The Problem
A public utility offered established renewable energy programs. Despite the longevity of these offerings, customer enrollment remained below potential.
They planned to invest in new marketing efforts to increase enrollment, but needed clarity on where the adoption challenge truly lay: lack of awareness, limited understanding of program value, uncertainty about how to participate, or a combination of these factors.
The utility sought a clear, evidence-driven foundation to pinpoint the primary barriers to adoption and guide a more focused, effective marketing approach.

The Approach
We designed a two-phase research approach that moved from exploration to validation:
– Fielded focus groups with customers across age groups to explore awareness, perceived value, and understanding of how to participate, and used these insights to form hypotheses for further testing.
– Designed a quantitative survey to rigorously assess awareness gaps, test value propositions, and evaluate the effectiveness of go-to-market channels.
– Fielded the survey among their customer base, ensuring representation from both existing clean energy program participants and non-participants to uncover meaningful differences and drivers of enrollment.

The Results
» Clear diagnosis that low enrollment was driven by limited awareness and skepticism that customers could actively choose clean energy, underscoring the need for awareness marketing.

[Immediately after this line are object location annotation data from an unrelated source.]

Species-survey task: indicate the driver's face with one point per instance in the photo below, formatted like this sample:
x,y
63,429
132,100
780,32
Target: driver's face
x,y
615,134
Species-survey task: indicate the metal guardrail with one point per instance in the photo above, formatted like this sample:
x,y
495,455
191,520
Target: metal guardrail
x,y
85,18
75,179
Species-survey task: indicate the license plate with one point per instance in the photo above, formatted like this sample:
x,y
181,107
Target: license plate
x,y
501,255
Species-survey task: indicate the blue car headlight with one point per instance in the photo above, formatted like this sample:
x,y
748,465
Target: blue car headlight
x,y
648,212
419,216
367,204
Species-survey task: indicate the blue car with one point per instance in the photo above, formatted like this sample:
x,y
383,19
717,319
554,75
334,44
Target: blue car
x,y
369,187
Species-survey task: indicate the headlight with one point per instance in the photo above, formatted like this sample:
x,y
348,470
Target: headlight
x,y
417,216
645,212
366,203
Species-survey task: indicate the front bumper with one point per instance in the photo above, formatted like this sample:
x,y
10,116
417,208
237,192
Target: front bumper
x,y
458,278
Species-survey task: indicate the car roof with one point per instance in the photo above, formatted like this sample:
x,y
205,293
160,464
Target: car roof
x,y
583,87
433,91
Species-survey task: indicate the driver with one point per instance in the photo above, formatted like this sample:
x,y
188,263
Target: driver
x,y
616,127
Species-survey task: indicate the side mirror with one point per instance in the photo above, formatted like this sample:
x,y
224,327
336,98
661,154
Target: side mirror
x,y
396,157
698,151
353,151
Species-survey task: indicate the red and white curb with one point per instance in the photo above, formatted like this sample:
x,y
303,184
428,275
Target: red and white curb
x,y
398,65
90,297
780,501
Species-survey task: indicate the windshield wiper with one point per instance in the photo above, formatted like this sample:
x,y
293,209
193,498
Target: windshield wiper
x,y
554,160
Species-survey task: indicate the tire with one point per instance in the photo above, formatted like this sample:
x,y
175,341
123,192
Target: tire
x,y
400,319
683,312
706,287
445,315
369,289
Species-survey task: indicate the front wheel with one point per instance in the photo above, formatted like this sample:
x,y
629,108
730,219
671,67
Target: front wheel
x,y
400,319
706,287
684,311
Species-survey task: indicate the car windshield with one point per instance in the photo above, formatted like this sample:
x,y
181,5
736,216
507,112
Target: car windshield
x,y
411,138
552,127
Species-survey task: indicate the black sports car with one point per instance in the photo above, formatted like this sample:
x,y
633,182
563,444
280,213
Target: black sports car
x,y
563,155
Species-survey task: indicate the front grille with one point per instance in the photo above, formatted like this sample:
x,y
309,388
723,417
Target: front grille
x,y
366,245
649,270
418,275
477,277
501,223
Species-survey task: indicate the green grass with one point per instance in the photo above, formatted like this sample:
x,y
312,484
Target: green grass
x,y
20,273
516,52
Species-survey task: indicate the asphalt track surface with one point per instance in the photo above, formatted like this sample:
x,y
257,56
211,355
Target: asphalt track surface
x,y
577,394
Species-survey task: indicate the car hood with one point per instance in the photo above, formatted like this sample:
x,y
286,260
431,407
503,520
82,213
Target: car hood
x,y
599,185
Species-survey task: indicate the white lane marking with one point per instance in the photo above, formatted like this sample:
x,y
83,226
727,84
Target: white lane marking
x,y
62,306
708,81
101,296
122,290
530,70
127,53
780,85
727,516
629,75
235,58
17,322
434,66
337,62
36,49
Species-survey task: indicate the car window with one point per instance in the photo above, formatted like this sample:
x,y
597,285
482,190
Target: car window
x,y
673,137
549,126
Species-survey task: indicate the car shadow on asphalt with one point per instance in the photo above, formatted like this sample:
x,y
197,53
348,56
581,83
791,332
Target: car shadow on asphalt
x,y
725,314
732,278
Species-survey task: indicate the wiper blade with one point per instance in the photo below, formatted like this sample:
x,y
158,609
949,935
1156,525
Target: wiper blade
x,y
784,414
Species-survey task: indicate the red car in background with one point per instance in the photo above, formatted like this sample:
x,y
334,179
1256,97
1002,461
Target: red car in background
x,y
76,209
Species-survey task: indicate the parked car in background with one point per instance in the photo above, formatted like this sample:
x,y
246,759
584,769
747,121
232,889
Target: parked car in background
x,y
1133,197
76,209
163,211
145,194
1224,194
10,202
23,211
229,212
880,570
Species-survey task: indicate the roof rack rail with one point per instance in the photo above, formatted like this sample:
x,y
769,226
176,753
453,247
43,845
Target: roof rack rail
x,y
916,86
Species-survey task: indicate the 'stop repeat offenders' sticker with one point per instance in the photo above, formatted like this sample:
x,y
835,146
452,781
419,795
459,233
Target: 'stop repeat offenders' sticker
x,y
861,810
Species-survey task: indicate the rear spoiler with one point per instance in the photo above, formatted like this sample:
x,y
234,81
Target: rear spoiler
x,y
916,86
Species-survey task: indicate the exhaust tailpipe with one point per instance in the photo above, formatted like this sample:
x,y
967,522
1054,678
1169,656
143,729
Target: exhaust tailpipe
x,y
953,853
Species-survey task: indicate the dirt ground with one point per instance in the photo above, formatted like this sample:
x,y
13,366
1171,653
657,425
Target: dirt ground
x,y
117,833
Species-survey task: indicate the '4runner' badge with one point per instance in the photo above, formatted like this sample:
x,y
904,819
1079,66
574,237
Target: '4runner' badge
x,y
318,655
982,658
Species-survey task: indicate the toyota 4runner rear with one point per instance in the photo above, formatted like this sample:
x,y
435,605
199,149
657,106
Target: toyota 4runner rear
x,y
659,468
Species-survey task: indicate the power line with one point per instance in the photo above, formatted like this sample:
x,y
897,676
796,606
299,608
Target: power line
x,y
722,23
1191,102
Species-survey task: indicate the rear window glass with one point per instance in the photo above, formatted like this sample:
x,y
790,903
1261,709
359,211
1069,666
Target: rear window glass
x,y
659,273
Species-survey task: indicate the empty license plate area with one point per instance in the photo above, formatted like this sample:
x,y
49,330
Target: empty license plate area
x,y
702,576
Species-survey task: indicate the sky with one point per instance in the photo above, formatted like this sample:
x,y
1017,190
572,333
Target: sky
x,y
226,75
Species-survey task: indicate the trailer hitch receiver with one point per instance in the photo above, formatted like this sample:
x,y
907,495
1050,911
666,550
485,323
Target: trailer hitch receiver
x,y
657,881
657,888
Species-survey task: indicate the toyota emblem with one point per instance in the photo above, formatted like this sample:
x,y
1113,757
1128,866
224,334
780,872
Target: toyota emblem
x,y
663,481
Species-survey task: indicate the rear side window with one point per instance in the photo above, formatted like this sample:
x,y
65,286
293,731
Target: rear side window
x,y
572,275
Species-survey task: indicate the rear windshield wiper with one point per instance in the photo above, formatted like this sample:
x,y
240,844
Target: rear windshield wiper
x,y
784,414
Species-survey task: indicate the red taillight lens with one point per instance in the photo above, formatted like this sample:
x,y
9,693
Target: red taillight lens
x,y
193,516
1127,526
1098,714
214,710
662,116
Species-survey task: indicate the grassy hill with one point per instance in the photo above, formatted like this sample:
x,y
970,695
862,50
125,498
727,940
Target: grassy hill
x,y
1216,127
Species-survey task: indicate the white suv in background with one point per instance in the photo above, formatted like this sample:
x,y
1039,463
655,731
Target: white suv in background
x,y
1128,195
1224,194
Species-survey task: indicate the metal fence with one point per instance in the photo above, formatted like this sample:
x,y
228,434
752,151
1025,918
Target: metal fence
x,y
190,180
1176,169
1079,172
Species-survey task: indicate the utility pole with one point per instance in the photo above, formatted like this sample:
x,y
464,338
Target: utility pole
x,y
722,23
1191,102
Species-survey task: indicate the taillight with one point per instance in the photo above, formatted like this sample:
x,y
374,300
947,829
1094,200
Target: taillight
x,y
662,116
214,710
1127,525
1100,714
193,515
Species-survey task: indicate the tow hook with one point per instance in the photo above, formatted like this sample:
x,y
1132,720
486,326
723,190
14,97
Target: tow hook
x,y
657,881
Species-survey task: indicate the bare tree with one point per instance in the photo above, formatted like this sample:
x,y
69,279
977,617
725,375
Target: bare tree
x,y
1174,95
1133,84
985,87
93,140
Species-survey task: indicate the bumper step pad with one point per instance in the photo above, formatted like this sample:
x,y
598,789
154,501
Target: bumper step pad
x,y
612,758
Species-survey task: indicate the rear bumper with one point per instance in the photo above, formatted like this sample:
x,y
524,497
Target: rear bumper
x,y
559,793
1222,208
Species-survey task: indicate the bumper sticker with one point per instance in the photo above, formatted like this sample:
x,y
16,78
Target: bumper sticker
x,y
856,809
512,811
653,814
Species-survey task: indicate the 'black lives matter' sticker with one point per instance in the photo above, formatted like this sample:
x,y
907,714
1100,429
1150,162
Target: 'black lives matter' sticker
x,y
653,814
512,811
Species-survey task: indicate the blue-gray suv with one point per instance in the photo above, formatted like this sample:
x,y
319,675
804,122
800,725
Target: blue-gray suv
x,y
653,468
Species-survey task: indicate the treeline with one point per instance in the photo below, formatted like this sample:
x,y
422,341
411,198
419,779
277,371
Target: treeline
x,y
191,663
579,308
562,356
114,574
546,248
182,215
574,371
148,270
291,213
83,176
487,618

» Identification of two core value propositions that resonated across customer groups, providing a consistent messaging framework for future campaigns.
» Confirmation that program cost was a primary barrier to enrollment, giving our client a clear issue to address to improve adoption.
» Evidence of meaningful differences in channel effectiveness between younger and older customers, informing more tailored go-to-market strategies by age group.
Did you know
Combining qualitative exploration with quantitative validation helps teams avoid scaling the wrong idea. Qual uncovers the “why,” while quant confirms which insights are real, widespread, and worth acting on.